Thursday, February 21: Graffiti should be completed and pictures posted to your blog for sharing with the class.
Friday, February 22: Rationales are due to me via email before you go to bed.
- thin cardboard or transparency (for making stencil)
- exact-o knife
- spray chalk OR spray paint and posterboard (for mock-up)
In this assignment, you will be making stencil graffiti. We discussed in class that graffiti can have multiple functions—it can be playful, subversive, or even just aesthetically pleasing. For this assignment, I would like for you to focus on graffiti’s rhetorical possibilities. That is, the combination of image, text, and location should be making an argument, attempting to change the way passers-by think about something beyond simply making them smile.

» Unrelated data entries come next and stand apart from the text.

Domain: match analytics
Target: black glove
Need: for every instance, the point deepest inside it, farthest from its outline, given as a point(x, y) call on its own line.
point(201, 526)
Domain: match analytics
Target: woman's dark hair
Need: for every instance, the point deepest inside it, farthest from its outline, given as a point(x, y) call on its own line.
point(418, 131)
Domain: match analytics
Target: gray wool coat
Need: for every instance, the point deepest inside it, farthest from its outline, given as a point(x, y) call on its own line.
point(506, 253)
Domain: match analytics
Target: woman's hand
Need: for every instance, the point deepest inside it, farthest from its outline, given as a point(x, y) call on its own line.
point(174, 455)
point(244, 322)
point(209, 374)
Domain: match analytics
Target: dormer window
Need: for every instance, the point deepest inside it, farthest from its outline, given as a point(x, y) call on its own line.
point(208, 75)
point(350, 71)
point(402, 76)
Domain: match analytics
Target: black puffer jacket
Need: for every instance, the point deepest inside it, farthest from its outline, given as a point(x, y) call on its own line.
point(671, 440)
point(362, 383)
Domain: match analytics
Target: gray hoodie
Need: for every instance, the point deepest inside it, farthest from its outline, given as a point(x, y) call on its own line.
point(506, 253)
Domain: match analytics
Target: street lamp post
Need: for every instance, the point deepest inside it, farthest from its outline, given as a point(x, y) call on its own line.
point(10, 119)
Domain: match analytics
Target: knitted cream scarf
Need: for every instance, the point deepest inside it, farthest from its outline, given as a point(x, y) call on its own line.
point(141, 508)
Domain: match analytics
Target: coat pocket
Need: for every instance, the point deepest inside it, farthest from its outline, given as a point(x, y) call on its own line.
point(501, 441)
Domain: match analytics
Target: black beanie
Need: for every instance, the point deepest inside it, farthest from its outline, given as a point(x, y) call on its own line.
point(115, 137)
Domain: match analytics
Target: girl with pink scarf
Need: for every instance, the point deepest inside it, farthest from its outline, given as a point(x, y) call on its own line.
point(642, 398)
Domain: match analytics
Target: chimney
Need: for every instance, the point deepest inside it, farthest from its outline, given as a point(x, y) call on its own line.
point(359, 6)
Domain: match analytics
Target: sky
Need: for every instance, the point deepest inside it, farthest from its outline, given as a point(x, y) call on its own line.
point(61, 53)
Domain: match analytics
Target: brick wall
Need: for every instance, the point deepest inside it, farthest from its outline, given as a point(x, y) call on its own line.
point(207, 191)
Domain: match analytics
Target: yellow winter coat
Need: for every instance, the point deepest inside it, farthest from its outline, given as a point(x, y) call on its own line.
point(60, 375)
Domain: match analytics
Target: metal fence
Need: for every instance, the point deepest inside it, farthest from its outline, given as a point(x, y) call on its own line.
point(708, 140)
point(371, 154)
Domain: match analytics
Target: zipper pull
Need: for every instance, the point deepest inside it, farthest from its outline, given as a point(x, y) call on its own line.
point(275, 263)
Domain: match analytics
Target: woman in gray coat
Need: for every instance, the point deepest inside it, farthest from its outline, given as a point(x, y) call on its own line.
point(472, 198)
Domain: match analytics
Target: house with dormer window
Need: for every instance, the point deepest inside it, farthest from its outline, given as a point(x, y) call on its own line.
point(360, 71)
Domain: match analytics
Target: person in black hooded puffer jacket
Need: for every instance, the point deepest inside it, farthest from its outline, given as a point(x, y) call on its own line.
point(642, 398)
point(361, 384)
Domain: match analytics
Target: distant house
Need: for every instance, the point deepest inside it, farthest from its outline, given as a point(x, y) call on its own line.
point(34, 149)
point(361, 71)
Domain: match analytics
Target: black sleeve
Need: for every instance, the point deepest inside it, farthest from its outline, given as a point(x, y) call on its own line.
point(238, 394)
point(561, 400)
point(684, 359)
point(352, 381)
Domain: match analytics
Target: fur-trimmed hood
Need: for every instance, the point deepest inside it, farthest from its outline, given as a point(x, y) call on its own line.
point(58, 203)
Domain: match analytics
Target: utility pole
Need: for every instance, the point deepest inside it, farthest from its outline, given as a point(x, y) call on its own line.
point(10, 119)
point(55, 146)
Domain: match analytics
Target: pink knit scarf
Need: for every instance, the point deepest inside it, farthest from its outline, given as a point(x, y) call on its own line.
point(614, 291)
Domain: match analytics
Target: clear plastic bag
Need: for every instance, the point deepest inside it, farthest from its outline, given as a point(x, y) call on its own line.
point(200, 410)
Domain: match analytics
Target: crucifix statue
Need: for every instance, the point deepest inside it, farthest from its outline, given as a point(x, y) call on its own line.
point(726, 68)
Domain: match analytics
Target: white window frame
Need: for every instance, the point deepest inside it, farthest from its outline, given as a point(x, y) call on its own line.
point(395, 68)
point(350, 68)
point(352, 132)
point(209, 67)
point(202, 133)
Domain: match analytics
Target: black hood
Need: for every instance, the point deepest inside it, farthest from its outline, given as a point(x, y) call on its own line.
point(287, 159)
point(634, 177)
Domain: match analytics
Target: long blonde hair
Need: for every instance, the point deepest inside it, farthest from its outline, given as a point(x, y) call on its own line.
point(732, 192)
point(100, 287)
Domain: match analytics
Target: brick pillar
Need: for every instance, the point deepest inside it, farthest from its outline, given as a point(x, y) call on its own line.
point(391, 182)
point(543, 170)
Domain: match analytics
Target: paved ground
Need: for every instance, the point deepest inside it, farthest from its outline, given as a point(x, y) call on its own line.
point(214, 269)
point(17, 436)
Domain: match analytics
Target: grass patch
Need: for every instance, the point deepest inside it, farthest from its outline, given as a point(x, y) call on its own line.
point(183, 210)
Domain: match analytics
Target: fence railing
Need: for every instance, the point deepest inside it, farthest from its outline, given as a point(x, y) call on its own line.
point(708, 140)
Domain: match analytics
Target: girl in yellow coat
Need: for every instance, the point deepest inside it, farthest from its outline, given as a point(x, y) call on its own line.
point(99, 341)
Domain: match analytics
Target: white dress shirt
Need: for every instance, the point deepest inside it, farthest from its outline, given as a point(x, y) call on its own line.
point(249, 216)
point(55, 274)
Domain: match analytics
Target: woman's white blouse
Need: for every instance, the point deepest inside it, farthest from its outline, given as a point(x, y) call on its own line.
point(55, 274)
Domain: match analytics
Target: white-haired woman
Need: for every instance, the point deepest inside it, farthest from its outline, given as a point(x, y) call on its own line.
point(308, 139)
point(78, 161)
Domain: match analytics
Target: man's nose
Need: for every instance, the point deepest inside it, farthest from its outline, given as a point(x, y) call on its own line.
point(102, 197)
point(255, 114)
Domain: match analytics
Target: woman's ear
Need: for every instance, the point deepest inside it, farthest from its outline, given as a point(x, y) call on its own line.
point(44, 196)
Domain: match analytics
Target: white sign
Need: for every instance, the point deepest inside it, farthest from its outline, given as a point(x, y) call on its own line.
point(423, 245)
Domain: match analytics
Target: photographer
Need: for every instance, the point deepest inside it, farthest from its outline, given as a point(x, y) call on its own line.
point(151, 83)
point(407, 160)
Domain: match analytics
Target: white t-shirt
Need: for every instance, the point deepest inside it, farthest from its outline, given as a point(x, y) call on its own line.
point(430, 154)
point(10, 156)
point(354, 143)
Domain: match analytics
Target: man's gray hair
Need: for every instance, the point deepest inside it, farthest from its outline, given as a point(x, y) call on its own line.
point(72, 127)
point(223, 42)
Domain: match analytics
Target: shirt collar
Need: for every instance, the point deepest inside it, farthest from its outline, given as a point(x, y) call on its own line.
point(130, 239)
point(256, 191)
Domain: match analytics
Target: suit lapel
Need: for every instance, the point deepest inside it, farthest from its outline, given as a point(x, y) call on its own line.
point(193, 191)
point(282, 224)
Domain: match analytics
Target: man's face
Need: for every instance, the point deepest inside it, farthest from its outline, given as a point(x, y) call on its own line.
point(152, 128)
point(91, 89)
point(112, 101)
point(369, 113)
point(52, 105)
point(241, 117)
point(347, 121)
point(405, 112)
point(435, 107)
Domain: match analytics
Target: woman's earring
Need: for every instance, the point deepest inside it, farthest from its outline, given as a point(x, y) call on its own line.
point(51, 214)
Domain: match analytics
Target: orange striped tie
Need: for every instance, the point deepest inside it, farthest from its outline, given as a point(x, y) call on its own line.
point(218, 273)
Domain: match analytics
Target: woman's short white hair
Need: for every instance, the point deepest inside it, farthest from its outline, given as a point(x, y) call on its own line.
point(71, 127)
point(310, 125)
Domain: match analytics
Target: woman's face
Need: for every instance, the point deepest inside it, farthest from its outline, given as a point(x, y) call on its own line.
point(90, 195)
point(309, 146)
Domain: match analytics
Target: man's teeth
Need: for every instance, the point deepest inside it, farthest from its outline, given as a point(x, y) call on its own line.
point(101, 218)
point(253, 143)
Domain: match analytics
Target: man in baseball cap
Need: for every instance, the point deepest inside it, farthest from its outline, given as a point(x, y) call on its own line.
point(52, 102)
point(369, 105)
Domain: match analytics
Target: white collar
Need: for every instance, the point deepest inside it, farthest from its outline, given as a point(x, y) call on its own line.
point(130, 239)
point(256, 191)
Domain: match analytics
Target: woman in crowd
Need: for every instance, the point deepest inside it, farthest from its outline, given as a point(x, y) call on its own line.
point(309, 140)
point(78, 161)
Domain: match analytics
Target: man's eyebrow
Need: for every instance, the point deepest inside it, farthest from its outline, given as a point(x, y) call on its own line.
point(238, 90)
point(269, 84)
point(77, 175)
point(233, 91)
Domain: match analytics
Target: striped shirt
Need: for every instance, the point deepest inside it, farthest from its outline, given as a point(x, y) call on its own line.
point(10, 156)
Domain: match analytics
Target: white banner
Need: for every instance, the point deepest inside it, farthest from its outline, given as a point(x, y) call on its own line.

Because we have an in-class activity involving playful, take-a-second-look-at-the-world-around-you graffiti, I want to discourage you from making that your argument this time around. If you are disrupting the way people engage with the world around them, have a specific reason for doing so!
The location you choose for your graffiti should not simply act as a point of distribution but should actually play a part in your argument itself. Keep in mind that you are not limited to campus locations: through the magic of photoshop (or even of just drawing an arrow onto a photo), your graffiti can appear anywhere in the world, wherever you think it would be the most effective. You are still required to take your stencil on a trial run, however—just spray it onto some posterboard to see how it turns out. If you do choose a campus location, you are welcome to put up a temporary version of your image-text using spray chalk or Halloween hair spray in lieu of paint; in this case, a posterboard version would be unnecessary.
As usual, your project should be accompanied by a rationale; this one should be about 500 words. In it you should answer the questions laid out on the “On Rationales” page and explain how your image, text, and location work together. Bear in mind that you are also making choices about typeface, color, level of detail, etc. Don’t forget to draw on our readings (including Exit through the Gift Shop; you may also find Drucker’s “Language in the Landscape” to be useful), and feel free to do additional research of your own and cite it properly!
Questions I will ask myself:
- Does the project follow all directions?
- Does the graffiti combine image, text, and location to make an argument? That is, is this project soundly engineered?
- Does the project make its argument using the affordances of graffiti, showing rather than telling? Is the message well suited to the medium?
- Is the concept of the project (note: NOT the execution of the stencil) complex/ambitious?
- Is the rationale clear, thorough, and convincing?